Calculate a t-test returning the test value an p-value

Working on a class assignment, given the instructions, can you help me understand what is wrong with my code?

I need to calculate a t-test returning the test value and the p-value for two sets of variables. As in the previous challenge, you’ll use a preloaded DataFrame that contains information about medical costs in different regions of the country and across other demographics, including age, sex, BMI (body mass index), number of children, and smoker vs. non-smoker.

For this challenge, you’ll focus on evaluating the sets sex and charges, and sex and bmi.

You’ll also start with preloaded code that creates two separate DataFrames, each containing all the columns and rows for sex equal to male or female, and the resulting DataFrames are named df_male and df_female, respectively. Your solution will use these new DataFrames. Also, you’ll be assigning values to two variables at once, as you did in the previous challenge.
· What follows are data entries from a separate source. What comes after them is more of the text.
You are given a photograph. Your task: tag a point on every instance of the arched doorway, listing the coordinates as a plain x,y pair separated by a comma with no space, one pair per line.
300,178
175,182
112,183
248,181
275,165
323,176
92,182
  1. For the t-test between sex and charges, assign the test value to the variable tc and the p-value to pc. Print out both results.
  2. For the t-test between sex and bmi, assign the test value to the variable tb and the p-value to pb. Print out both results.

You’ll notice that only one of them has a significant p-value (less than 0.05), and your solution should confirm that it is the test that evaluates charges, not bmi.

CODE

# Import libraries
import pandas as pd
from scipy import stats
from scipy.stats import ttest_ind

df = pd.read_csv('https://tf-assets-prod.s3.amazonaws.com/tf-curric/data-analytics-bootcamp/medicalcosts.csv')

# Create two separate DataFrames for sex
df_male = df.loc[df['sex'] == 'male']
df_female = df.loc[df['sex'] == 'female']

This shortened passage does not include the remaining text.